L'autrichien roula des yeux, mais lui tendit le document. Esther repéra l'emplacement de la deuxième cible et rendit la carte à Eugen à l'instant où Florien abattit son poing sur l'épaule de son ami.
— Arrête d'être un abruti !
Esther n'écouta pas la réponse du grand sorcier dégingandé. Elle se tourna vers Florentina, qui tremblotait devant la porte d'entrée de la maison, et lui tendit la main.
— On y va !
Elles transplanèrent toutes les deux, sans un regard en arrière. Un trottoir bétonné crasseux les réceptionna tandis que la vie nocturne du parc s'agita dans leur dos. Esther prit une profonde inspiration, chassant l'irritation soudaine qu'elle avait ressenti envers Eugen. Certes, son ami était une tête à claque, mais elle l'aimait précisément pour cette raison. Et, d'une certaine manière, il avait raison. Elle avait eu des scrupules à tuer ces deux jeunes enfants. Des scrupules qu'elle n'avait jamais eus auparavant.

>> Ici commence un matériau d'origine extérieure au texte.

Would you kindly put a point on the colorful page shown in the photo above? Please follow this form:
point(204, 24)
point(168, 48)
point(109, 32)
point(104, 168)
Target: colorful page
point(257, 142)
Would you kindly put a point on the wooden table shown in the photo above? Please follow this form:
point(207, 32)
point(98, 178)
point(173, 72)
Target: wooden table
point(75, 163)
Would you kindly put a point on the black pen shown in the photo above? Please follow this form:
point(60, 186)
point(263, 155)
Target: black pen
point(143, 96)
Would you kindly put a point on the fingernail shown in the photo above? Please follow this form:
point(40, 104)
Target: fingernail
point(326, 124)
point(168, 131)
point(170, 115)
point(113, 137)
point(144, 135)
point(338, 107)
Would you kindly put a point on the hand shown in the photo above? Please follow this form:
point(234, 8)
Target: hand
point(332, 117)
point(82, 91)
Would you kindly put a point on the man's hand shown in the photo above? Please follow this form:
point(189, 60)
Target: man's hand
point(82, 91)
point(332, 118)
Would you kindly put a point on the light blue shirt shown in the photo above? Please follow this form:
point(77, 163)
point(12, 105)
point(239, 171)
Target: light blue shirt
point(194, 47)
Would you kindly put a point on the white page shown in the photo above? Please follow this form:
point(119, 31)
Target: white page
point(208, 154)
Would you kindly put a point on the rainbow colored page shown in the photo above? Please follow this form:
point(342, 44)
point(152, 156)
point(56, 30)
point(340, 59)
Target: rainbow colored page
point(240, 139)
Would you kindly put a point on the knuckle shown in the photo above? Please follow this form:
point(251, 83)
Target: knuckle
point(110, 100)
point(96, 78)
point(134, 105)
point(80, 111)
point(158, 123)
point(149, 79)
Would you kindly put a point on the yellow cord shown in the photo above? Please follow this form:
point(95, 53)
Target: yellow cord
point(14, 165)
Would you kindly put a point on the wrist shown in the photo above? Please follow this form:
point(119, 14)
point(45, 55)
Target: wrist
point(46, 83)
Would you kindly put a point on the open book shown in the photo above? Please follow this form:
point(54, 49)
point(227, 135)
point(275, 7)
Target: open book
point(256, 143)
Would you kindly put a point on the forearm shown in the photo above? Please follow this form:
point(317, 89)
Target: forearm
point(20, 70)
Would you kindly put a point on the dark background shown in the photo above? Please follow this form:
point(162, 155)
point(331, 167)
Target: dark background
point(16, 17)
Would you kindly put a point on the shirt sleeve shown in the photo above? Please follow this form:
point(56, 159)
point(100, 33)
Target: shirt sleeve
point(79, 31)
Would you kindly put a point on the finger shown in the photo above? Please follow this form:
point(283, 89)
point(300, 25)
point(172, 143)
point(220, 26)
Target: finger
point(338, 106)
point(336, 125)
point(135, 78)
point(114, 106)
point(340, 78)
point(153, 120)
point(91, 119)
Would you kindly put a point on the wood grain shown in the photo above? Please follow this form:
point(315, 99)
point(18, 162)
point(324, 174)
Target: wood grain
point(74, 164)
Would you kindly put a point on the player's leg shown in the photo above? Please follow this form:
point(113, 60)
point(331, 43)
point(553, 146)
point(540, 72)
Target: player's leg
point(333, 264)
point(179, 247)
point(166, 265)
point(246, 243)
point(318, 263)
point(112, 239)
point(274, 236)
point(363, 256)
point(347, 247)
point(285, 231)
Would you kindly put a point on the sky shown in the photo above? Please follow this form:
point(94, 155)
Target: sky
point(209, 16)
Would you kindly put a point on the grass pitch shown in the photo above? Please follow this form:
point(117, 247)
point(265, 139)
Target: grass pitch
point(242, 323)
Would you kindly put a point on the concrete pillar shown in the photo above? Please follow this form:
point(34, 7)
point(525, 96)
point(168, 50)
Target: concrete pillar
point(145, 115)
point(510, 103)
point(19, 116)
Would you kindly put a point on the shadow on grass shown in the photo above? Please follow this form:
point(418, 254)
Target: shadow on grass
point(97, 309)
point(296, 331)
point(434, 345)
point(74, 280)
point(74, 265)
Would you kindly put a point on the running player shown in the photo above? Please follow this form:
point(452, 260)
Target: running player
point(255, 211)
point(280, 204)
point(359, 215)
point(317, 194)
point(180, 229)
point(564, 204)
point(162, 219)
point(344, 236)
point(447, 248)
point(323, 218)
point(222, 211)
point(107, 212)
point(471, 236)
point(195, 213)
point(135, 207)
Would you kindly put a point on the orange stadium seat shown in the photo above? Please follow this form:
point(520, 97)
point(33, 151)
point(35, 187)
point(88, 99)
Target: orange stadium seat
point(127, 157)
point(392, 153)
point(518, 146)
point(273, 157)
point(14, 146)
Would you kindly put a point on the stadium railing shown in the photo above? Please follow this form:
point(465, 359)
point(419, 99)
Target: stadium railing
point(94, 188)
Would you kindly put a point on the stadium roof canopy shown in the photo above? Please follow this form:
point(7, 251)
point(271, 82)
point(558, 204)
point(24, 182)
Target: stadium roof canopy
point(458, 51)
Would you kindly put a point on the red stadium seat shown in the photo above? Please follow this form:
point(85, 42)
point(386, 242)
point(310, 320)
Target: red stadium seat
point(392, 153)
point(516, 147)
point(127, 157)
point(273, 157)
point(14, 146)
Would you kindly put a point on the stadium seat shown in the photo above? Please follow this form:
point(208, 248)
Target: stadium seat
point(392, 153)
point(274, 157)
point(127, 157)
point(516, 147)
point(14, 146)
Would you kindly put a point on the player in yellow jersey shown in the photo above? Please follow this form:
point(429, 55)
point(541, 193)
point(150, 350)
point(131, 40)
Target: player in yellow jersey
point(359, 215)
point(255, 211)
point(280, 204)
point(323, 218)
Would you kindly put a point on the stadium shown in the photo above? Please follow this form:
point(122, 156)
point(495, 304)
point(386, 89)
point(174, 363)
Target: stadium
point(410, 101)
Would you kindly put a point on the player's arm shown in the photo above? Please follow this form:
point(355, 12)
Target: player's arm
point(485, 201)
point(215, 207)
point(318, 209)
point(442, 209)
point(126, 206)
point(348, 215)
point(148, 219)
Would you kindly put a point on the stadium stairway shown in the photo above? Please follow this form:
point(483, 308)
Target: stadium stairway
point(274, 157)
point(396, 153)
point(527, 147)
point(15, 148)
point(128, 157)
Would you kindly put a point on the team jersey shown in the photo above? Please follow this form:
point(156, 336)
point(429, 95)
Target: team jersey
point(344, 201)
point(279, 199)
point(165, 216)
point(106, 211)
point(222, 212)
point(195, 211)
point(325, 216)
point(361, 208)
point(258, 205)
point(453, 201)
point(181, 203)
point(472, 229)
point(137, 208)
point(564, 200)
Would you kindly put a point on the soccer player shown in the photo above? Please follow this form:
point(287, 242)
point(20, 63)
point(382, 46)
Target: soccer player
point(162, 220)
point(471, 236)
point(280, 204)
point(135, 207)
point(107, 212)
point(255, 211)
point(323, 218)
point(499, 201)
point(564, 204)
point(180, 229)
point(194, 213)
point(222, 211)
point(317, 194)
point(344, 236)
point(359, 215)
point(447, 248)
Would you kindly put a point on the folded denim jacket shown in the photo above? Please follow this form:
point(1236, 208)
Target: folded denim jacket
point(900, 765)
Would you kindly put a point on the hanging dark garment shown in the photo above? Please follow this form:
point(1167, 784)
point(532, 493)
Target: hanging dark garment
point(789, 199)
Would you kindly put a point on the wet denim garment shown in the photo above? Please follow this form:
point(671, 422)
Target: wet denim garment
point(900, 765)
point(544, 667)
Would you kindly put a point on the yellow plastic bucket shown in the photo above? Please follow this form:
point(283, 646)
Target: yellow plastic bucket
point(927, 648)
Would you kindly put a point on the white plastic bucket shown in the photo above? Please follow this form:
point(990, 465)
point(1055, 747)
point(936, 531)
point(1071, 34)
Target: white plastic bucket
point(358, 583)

Une main se posa sur l'épaule de la sorcière, la faisant sursauter. Florien déposa un baiser sur sa joue avant de demander à voix basse :
— Tu vas bien ?
Esther fredonna un vague oui. Puis ajouta en direction d'Eugen qui venait de les rejoindre.
— Excuse-moi, je crois que je suis rouillée. Je n'ai pas fait de raid depuis longtemps et visiblement, j'ai perdu la main. Mais vous aviez raison tous les deux, ils devaient être éliminés. (La sorcière détourna le regard.) Pour le plus grand bien.
— Te revoilà, sourit Eugen. Prête pour notre cinquième victime dans ce cas ?
Elle acquiesça et le trio se massa devant la porte d'entrée de la deuxième maison. Celle d'un homme âgé, armé d'un fusil de chasse. Dès qu'il entendit la serrure se déverrouiller, il les accueillit par un coup de feu. Esther para la balle et répondit dans le même mouvement. La puissance de son sort propulsa le vieil homme contre le mur de son salon avant qu'il ne s'écroule au sol. Une représentation à l'aquarelle de la basilique Basile-le-Bienheureux s'écrasa sur son crâne dans la foulée.
— Pas très discret, souffla Eugen en jetant un coup d'œil dans la rue. On ferait mieux de ne pas traîner dans le coin.
Le groupe s'éloigna de la maison de leur victime à grands pas tandis que, dans leur dos, ils entendirent les premiers voisins sortir leur tête de leurs fenêtres éclairées pour découvrir l'origine du coup de feu. Camouflés par le sortilège de désillusion lancé par Eugen, les sorciers se dirigèrent calmement vers la troisième et dernière habitation. Florentina marchait devant eux, comme si le chemin qu'elle devait prendre était évident. Les trois amis doutaient qu'elle connaisse l'adresse de la dernière demeure, mais tant qu'elle se dirigeait dans la bonne direction, ils ne pipèrent mot. Si elle voulait être seule, qu'elle le soit.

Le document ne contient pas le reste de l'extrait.